The tree is one of the oldest and largest in the world and has the widest girth. It has an age of at least 2,000 years, with its existence chronicled by both the Aztecs and the Spanish that founded the city of Oaxaca. It has a height of forty meters, a volume of between 700 and 800 m3, an estimated weight of 630 tons and a circumference of about forty meters. The trunk is so wide that thirty people with arms extended joining hands are needed to encircle it. The tree dwarfs the town's main church and is taller than its spires, and it is still growing.

To the indigenous peoples of this area, the tree was sacred. According to Mixtec myth, people originated from cypress trees, which were considered sacred and a genus.

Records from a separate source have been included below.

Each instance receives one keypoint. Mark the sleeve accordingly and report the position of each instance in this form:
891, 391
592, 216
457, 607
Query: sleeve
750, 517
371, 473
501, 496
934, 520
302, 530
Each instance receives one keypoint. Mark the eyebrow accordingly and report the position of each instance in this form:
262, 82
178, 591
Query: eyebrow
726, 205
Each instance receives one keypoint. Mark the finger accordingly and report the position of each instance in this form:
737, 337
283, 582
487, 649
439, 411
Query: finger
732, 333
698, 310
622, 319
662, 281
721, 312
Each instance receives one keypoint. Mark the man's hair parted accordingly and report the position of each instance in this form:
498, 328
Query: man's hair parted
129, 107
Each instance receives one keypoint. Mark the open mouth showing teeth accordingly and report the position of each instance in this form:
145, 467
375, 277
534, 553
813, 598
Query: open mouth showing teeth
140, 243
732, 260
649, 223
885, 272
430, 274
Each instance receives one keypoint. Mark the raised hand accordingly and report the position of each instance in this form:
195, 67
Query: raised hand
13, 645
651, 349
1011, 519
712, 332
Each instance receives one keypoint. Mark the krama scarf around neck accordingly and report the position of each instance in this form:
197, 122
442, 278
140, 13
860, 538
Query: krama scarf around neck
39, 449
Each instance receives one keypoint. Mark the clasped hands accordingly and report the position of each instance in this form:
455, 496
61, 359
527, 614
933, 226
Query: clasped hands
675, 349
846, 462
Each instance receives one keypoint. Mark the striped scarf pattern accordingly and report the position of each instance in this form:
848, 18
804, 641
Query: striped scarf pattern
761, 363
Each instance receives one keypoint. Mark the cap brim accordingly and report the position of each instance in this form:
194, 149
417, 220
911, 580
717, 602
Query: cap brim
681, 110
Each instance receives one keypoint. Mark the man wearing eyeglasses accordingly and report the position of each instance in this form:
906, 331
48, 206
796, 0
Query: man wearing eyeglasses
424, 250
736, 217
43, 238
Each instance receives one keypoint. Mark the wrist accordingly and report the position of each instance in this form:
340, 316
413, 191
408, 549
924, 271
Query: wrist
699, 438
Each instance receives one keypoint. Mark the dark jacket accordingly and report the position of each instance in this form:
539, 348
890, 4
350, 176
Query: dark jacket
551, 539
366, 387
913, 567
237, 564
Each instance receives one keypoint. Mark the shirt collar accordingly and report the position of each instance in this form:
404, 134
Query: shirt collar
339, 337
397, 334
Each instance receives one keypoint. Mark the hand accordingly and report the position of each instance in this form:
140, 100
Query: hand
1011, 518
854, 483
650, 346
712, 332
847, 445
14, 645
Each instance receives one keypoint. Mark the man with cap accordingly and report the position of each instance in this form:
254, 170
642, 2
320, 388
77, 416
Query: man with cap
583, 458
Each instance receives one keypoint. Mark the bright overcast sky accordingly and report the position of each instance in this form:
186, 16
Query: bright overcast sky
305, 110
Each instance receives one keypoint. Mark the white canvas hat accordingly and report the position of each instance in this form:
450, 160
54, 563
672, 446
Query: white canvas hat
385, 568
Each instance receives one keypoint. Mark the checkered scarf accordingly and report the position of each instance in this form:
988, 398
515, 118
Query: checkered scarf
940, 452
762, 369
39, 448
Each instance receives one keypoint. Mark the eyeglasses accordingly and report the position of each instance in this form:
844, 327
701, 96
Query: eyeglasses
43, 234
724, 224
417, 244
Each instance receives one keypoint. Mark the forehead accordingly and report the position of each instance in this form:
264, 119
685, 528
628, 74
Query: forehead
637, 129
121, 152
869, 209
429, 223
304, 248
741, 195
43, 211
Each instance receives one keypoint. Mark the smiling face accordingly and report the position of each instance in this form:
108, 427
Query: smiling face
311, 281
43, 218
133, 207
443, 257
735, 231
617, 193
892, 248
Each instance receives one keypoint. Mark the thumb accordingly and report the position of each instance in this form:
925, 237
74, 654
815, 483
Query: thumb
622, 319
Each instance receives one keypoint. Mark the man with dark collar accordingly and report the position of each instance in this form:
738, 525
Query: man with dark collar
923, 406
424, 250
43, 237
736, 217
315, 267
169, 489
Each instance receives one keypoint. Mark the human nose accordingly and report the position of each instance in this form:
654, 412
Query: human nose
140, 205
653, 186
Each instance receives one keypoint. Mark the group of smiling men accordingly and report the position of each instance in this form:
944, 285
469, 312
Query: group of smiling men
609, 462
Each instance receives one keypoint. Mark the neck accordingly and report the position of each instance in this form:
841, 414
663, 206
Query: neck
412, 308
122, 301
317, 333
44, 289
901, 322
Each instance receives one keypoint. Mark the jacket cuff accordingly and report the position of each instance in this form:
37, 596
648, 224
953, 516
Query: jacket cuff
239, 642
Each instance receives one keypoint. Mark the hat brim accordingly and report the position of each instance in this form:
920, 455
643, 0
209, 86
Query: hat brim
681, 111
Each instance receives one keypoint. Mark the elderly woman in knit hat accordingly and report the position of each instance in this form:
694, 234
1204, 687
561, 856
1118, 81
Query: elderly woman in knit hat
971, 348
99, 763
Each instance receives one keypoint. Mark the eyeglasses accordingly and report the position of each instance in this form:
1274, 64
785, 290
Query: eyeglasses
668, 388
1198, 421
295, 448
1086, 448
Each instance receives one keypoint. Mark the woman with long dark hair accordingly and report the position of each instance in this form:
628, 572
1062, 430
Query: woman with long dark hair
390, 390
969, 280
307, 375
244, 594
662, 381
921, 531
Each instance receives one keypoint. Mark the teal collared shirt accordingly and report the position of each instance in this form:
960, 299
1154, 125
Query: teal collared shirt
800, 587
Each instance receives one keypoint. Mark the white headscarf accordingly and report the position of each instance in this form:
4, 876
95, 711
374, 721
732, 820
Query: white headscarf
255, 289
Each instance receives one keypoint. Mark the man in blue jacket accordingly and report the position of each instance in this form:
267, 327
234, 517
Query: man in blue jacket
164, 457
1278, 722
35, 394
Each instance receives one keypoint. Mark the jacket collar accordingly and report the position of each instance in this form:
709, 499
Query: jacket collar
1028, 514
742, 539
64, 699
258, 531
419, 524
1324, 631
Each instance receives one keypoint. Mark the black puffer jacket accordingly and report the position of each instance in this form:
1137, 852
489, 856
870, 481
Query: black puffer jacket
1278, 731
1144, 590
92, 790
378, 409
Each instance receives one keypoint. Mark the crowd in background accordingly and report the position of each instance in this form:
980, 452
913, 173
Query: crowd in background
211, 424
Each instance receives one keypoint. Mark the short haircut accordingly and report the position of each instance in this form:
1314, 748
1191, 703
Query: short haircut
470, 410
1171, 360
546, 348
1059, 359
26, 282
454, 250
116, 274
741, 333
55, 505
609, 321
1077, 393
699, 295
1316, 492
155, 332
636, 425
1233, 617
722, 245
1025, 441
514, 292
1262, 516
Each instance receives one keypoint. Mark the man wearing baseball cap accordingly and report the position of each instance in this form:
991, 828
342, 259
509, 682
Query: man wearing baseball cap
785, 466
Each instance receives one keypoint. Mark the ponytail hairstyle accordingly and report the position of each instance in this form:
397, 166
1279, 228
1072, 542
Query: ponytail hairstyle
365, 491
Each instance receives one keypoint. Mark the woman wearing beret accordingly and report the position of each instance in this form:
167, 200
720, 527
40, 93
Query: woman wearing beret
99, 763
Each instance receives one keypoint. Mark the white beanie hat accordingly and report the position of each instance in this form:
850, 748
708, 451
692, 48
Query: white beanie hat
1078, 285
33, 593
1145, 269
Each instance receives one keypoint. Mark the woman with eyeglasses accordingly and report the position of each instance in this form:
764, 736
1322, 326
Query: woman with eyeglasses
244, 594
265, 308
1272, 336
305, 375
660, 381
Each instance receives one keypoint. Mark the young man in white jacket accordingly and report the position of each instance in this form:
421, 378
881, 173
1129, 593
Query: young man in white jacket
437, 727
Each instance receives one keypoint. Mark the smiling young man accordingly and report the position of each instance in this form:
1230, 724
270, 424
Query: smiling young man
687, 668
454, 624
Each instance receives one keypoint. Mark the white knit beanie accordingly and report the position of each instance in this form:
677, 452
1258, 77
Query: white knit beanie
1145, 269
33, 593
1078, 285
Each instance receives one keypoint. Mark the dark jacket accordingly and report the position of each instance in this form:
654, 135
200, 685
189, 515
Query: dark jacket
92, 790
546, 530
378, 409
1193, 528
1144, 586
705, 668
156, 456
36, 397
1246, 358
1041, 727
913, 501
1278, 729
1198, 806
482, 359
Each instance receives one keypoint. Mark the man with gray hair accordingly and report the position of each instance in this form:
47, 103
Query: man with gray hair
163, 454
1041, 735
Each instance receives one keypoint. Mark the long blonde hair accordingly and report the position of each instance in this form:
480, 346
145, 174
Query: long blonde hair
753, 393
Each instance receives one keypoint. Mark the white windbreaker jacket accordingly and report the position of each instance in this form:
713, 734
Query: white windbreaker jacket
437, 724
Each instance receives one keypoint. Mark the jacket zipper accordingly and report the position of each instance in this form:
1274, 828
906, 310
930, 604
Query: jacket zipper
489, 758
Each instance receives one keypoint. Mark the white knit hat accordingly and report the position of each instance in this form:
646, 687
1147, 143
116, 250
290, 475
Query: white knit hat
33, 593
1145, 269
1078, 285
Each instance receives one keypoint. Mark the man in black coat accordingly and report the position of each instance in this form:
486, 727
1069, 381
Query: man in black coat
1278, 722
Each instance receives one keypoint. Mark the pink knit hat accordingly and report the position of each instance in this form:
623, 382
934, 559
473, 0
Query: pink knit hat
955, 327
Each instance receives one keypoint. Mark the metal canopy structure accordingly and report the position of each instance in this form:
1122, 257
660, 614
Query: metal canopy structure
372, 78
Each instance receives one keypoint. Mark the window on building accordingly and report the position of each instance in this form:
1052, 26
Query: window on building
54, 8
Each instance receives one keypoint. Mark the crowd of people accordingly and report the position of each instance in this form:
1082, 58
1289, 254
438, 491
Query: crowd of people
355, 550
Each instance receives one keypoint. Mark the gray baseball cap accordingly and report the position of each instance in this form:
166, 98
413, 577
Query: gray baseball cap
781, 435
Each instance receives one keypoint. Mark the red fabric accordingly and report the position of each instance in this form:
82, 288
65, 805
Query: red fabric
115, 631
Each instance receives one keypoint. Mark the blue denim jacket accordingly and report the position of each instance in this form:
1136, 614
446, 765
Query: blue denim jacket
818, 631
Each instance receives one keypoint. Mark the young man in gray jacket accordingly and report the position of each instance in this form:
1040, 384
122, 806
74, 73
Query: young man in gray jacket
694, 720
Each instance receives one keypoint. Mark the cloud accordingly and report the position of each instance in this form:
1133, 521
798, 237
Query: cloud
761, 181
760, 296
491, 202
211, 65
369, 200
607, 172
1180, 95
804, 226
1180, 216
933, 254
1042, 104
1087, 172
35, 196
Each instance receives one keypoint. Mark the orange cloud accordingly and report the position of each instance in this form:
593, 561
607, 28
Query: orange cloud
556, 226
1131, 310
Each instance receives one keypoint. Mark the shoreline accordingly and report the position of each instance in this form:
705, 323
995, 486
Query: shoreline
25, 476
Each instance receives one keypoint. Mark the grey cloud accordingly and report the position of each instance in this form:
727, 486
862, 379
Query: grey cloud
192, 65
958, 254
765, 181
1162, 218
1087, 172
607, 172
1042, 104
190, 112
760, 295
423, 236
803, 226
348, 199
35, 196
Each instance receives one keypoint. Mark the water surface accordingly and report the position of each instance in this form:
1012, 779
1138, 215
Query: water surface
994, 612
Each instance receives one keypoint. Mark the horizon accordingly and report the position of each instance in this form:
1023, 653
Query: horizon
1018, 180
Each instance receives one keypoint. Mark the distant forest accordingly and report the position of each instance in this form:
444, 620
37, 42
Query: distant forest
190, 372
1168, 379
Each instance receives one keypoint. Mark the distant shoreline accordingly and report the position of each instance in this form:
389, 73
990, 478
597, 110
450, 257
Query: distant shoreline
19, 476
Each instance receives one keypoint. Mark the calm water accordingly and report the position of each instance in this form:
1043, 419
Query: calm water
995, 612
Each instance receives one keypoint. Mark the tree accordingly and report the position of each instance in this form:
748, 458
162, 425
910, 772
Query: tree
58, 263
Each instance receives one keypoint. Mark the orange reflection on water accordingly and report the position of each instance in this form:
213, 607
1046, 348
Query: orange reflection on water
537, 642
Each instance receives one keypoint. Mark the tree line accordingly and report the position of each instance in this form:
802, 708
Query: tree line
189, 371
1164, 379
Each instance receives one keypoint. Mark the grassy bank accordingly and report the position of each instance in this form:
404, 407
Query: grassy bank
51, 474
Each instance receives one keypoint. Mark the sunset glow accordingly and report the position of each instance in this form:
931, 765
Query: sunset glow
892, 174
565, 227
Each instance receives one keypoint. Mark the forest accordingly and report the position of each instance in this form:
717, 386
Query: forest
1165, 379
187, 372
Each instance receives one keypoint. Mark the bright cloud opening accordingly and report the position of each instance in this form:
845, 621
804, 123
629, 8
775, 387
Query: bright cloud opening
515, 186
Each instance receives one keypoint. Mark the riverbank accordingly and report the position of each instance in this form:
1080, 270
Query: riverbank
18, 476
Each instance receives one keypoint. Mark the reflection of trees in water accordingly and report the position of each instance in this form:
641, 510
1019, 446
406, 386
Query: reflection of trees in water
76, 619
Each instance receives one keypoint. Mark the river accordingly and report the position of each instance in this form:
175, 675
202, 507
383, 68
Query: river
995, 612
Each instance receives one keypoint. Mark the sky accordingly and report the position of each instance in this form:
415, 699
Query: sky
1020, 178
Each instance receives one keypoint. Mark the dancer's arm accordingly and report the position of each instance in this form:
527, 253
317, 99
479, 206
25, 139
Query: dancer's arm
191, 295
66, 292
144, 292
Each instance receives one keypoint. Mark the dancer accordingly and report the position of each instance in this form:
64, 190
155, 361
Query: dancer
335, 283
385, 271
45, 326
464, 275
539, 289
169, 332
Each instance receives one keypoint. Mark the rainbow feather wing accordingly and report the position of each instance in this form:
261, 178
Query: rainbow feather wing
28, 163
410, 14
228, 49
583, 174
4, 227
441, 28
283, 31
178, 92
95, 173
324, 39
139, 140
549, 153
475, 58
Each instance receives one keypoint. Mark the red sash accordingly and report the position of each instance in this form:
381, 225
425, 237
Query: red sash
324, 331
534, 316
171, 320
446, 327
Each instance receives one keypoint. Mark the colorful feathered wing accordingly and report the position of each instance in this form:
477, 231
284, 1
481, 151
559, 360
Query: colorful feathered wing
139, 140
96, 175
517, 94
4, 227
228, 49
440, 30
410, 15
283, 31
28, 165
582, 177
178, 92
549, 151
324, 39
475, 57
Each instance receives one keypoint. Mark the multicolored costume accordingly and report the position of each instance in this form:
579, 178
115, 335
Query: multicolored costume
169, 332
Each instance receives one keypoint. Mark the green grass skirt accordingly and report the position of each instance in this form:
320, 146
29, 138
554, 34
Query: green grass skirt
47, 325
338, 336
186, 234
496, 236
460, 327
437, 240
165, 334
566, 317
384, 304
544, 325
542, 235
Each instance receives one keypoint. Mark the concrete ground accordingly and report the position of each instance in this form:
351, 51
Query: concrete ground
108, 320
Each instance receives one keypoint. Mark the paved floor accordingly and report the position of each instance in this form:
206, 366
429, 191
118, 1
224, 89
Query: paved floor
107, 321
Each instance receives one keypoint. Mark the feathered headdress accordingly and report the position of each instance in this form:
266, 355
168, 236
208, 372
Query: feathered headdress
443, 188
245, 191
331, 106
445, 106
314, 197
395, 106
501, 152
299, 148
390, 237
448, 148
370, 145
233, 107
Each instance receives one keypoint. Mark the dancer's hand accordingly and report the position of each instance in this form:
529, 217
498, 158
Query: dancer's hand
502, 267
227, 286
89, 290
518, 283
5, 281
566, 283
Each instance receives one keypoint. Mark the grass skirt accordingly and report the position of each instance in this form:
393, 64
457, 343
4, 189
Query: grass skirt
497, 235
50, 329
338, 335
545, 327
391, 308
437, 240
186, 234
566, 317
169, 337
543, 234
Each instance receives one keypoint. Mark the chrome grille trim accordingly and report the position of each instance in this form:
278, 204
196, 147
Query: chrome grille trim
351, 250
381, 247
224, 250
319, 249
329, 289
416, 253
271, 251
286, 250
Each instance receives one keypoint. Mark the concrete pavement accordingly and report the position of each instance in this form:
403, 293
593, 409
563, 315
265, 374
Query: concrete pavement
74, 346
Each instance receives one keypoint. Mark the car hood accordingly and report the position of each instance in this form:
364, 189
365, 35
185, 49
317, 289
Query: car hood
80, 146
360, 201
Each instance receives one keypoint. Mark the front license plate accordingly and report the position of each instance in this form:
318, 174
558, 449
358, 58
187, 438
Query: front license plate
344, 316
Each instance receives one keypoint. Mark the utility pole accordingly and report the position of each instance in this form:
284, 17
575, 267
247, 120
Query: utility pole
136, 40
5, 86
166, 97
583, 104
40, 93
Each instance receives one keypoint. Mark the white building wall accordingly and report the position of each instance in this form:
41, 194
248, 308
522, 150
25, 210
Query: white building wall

This particular tree was the site of a ritual which included the sacrifice of a dove and was realized for the last time in 1834. According to Mixe myth, the origin of this particular tree is the walking stick of a god or a king by the name of Conday, who stuck his walking stick, supposedly weighing 62 kg, into the ground on which he rested. From that point on, the tree began to grow, and according to the king version of the story, the king died the same day the tree began to grow. The tree has gnarled branches and trunk, and various local legends relate to what appear to be animals and other shapes growing in the tree. Today, these forms have names such as “the elephant,” “the lion,” “the Three Kings,” “the deer”, “the pineapple,” “the fish,” “the squirrel’s tail” and “Carlos Salinas’ ears.” Local guides point out the shapes using pocket mirrors to reflect the sun.

This kind of cypress is known in Spanish as a sabino, in Nahuatl as an ahuehuete and in Zapotec as Yagaguichiciña, and it is Mexico's national tree. This particular tree was photographed for the first time by Désiré Charney in 1856 and was described and measured by José Acosta in “Historia Natural y Moral de las Indias” in 1856. The tree has been nominated by SEMARNAP as the most notable tree in Oaxaca, and is listed with the Lista Indicative del Patrimonio de Mexico (Indicative List of the Patrimony of Mexico).

The tree was in danger of drying out in the late 19th century but since then it has been regularly watered.

==The municipality==
As municipal seat, Tule has governing authority over the following communities: Güendulain, Kilómetro Dieciséis Punto Cinco, and Paraje el Corralito, which cover an area of 25.2 km2. The total population of the municipality is 8,259, of which 7,831 or 95% live in the town proper. The municipality borders the municipalities of Tlalixtac de Cabrera, Rojas de Cuauhtémoc, San Francisco Lachigoló, Teotitlán del Valle and Santa Cruz Amilpas. The main river here is the Atoyac and the area has a mild climate with little seasonal variation in temperatures. Vegetation is principally mesquite and leucaena as well as the famous cypress trees in the municipal seat. Animal life is mostly small mammals such as the red squirrel, field mouse and opossum and birds such as the buzzard and duck.

The main economic base is tourism based on the Tule tree, employing nearly 75% of the municipality's population. The main agriculture product today is the guava fruit, with some corn and beans still grown, but this employs only nine percent of the population. Some processing of the guava fruit occurs here, as well as crafts such as pottery.